It may be as simple as a plugged vent in your fuel cap. Have you tried removing the fuel cap and running it?

Get a clean container to catch fuel. Close the fuel tank shutoff valve. Disconnect the line from the fuel tank at the inlet to the fuel filter. Open the shutoff valve. You should have a good flow of fuel into the container, that does not diminish with time to a trickle flow.

Does your tractor have a fuel pump (lift pump) between the tank and filter? Usually they have a screen at the inlet to this pump. If so, clean it.

If your tractor has a sediment bowl, they usually have a screen in the top. If so, clean it.

Your tractor may have a fuel screen that sits up inside the tank. Your tank may have debris on bottom. As the engine runs, debris stacks up on this screen and blocks flow. After it shuts down, this debris falls away and allows fuel flow once again.

You must establish fuel flow that does NOT diminish with time.

One other thing....your injection system returns excess fuel from the injectors back to the tank. This line may be plugged. Check it.


----------



## Alaskandiesel (May 14, 2017)

I checked that. Tractor will not even try to turn over, all you hear is relays out by battery clicking not the sound of weak or dead battery you turn key and nothing. All help is much appreciated!


----------



## sixbales (May 18, 2011)

I was addressing your comments that it will run for about 25 minutes and shuts off. Then after letting it sit for a while, it will start again and run for another short period of time. Normally, that's a classic fuel supply problem.

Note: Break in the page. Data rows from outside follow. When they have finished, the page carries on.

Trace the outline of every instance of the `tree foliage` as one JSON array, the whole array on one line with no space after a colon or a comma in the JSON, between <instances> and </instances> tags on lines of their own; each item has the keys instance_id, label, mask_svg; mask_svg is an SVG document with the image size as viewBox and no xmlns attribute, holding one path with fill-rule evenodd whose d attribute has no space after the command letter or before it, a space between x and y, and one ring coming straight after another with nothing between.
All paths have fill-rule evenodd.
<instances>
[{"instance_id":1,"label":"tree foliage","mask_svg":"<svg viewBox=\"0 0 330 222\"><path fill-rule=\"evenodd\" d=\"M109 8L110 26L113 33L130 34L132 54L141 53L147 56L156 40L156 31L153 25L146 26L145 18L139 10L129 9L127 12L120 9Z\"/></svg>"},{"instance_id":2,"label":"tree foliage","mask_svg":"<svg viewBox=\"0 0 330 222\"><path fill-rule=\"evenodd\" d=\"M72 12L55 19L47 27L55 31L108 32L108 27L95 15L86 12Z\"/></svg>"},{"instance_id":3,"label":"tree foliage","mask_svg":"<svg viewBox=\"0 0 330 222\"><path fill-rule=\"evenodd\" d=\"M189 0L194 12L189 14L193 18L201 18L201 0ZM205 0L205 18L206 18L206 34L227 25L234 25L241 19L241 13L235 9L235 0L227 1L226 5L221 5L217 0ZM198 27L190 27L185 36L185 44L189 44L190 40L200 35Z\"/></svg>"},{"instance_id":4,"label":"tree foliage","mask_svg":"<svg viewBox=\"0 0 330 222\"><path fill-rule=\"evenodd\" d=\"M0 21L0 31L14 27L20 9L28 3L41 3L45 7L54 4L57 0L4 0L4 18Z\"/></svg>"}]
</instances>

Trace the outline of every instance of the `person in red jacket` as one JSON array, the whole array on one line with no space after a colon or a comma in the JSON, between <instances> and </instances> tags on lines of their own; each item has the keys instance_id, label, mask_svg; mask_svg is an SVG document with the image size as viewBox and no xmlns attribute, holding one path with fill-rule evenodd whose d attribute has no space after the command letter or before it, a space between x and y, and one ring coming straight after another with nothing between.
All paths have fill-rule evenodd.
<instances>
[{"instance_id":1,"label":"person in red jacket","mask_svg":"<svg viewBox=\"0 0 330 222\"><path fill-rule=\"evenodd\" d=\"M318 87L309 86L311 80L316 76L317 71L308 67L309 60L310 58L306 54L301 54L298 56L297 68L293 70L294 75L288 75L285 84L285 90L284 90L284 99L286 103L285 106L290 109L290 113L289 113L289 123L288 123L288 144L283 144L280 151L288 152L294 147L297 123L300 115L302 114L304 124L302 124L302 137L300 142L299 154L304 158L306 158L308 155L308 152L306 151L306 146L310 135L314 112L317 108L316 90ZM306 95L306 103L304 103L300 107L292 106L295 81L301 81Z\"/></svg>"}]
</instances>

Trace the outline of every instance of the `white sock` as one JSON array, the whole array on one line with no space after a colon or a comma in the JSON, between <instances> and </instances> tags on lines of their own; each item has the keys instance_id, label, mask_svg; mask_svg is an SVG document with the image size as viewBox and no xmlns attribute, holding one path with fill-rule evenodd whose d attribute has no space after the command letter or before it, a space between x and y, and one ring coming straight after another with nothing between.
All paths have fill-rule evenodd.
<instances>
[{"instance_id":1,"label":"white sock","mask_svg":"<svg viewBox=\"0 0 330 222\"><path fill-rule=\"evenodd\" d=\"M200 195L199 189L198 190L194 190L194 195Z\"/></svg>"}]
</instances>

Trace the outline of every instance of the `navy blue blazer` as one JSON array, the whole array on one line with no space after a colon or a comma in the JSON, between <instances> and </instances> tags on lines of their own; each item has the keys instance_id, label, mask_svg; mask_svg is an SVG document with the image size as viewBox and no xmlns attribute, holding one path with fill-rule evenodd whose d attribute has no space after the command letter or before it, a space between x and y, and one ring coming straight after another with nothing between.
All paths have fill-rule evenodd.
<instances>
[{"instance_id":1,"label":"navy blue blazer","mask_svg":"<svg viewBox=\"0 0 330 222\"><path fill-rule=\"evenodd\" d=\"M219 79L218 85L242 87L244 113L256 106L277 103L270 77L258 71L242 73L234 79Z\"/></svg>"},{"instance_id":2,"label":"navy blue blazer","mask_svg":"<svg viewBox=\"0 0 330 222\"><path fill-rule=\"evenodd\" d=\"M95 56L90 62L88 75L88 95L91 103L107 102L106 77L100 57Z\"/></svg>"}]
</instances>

When a diesel stops running, it's not getting fuel, either that or maybe you are not getting air through the intake manifold. Maybe you have an air supply restriction? You have a fuel shut off solenoid which cuts off the fuel supply to kill the engine. That is the only electrical component that will cause the engine to stop running.

This cranking problem sounds like your battery goes dead. Next time it won't crank, jumper 12V to the solenoid and see if it will crank. Make sure the transmission is in neutral, brakes set.


----------



## Alaskandiesel (May 14, 2017)

Battery is new as is the starter solenoid, stop solenoid, master brake switch , ign switch. The seat switch is jumped, checked neutral safety switch with ohm meter and jumped it.. Removed stop solenoid and placed tape over hole. I am going to make a cover plate for the stop solenoid just to eliminate any switch issues. Battery cables and terminals have been cleaned at both ends. Could some electronic item be getting hot and causing it to shut off. Fuel line replaced as filter, checked fuel bowl again yesterday clean as is the filter. If it starts it will fun for about 20-25 min then shut off like you turned key off. Most times it will restart and run another 15 min it may restart a third time but when it shuts off again it might start in hours or might be several days before it starts again. I had a tractor dealer come from 250 miles away at 1 am to look at it and it started every time for him. After looking at the wiring diagram he thought the starter solenoid may be the issue so I replaced it. That wasn't the problem. Again I am very appreciative of all help I get from you guys on this site


----------